Pacific International Lines Limited chief engineer Maung Maung Soe was sentenced to two years of probation.
Second engineer Peng Luo Hai was sentenced to one year of probation.
Both admitted that oily bilge water was illegally dumped into the ocean and into Apra Harbor without being properly processed through required pollution prevention equipment.
The company had pleaded guilty to five felony violations of the Act to Prevent Pollution from Ships for failing to accurately maintain the Kota Harum’s oil record book, and one felony violation of the Clean Water Act for knowingly discharging oil into waters of the United States in a quantity that may be harmful.
The company also was ordered to pay a penalty of $3 million and serve a four-year term of probation, during which all vessels operated by the company and calling on U.S. ports will be required to implement a robust environmental compliance plan.
“This case was particularly egregious as it not only involved oily waste discharges out at sea, but also in the Port of Guam itself,” said Acting Assistant Attorney General Jean E. Williams of the U.S. Justice Department’s Environment and Natural Resources Division.
“We will not allow our waters to be dumping grounds for vessel owners and their crews. The substantial penalties imposed by the court are a strong measure of accountability for these unconscionable acts,” said U.S. Attorney Shawn Anderson of the Districts of Guam and the Northern Mariana Islands.

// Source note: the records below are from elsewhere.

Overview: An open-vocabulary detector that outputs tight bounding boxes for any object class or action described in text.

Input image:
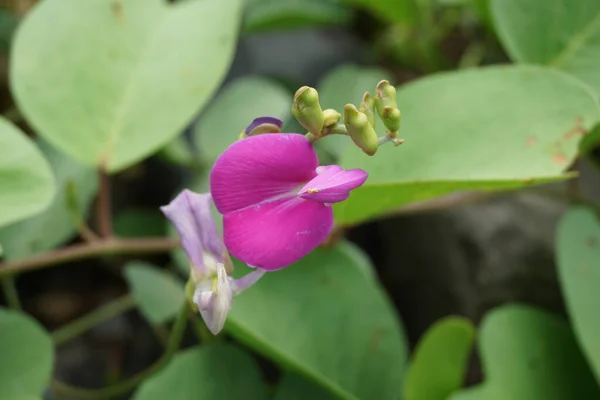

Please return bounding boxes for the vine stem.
[0,237,179,277]
[52,303,190,400]
[52,295,135,346]
[96,166,112,238]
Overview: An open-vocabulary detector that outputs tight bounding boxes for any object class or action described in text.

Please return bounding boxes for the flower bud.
[375,81,401,133]
[358,92,375,128]
[344,104,379,156]
[323,108,342,127]
[292,86,325,136]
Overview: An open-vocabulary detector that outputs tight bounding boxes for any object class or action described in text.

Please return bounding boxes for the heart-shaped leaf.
[0,118,56,226]
[225,241,407,400]
[556,206,600,382]
[335,66,600,227]
[402,317,475,400]
[0,141,98,259]
[194,77,292,162]
[451,305,600,400]
[0,308,54,399]
[491,0,600,94]
[133,345,268,400]
[10,0,241,171]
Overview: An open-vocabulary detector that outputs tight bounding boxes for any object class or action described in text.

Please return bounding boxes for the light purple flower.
[161,189,264,335]
[210,133,367,271]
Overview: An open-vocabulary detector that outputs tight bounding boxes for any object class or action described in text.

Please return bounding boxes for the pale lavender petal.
[160,189,226,270]
[223,197,333,271]
[210,133,319,214]
[231,269,267,295]
[299,165,368,204]
[245,117,283,135]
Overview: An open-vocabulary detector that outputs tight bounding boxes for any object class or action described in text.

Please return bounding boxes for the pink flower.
[210,133,367,271]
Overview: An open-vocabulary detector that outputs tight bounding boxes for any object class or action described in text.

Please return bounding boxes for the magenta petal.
[223,197,333,271]
[210,133,319,214]
[299,165,368,203]
[160,189,225,269]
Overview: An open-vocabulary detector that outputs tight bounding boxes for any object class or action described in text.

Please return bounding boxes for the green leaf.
[275,373,336,400]
[343,0,419,25]
[556,206,600,382]
[125,261,185,324]
[491,0,600,93]
[317,65,391,157]
[0,141,98,260]
[402,317,475,400]
[451,305,600,400]
[10,0,241,172]
[0,118,56,226]
[194,77,292,162]
[133,344,268,400]
[244,0,352,34]
[115,208,166,237]
[225,241,407,400]
[0,307,54,399]
[334,66,600,227]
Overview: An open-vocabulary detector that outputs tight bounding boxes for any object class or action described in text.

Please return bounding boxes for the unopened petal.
[160,189,225,269]
[245,117,283,135]
[223,197,333,271]
[194,264,233,335]
[299,165,368,204]
[231,268,267,296]
[210,133,318,214]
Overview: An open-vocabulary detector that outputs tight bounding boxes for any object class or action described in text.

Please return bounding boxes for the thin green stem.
[52,303,189,400]
[0,237,179,277]
[52,295,135,346]
[2,276,21,310]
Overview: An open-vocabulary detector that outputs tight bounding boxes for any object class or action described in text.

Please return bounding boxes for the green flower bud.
[358,92,375,128]
[344,104,379,156]
[292,86,325,136]
[381,107,402,133]
[323,108,342,126]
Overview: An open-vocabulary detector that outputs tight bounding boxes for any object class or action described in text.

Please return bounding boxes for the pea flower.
[210,117,367,271]
[161,190,264,335]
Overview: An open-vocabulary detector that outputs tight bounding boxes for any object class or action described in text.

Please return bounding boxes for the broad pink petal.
[299,165,368,203]
[160,189,225,269]
[223,197,333,271]
[210,133,319,214]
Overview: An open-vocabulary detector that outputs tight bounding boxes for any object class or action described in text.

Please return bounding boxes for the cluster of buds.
[292,81,404,156]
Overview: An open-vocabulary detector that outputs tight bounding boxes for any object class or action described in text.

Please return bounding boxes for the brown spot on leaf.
[552,152,567,166]
[563,117,587,140]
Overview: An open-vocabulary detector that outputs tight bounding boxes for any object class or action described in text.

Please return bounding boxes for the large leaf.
[317,65,390,156]
[244,0,352,34]
[194,77,292,162]
[275,373,335,400]
[451,305,600,400]
[0,118,56,226]
[556,206,600,382]
[335,66,600,227]
[0,307,54,399]
[0,141,98,259]
[125,261,185,324]
[133,345,268,400]
[402,317,475,400]
[11,0,241,171]
[226,241,407,400]
[492,0,600,93]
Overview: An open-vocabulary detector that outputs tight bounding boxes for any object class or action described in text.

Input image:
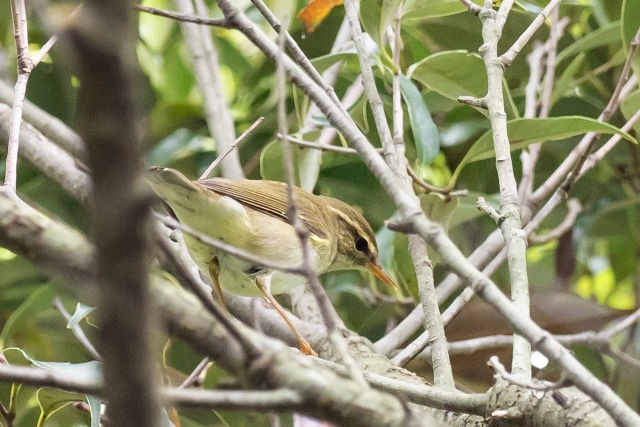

“This case is a strong example of how the U.S. Coast Guard environmental protection missions safeguard our shared natural resources,” said Cmdr. Josh Empen, deputy sector commander, Coast Guard Sector Guam.
On Oct. 4, 2019, Hai, who was employed by PIL, used the Kota Harum’s emergency fire/ballast pump to discharge oily bilge water directly overboard, leaving an oil sheen on the water of Apra Harbor.
Additionally, Soe, who was also employed by PIL, admitted that excessive leaks in the vessel caused oily bilge water to accumulate in the vessel’s engine room bilge at a rate that exceeded the oil water separator’s processing capacity.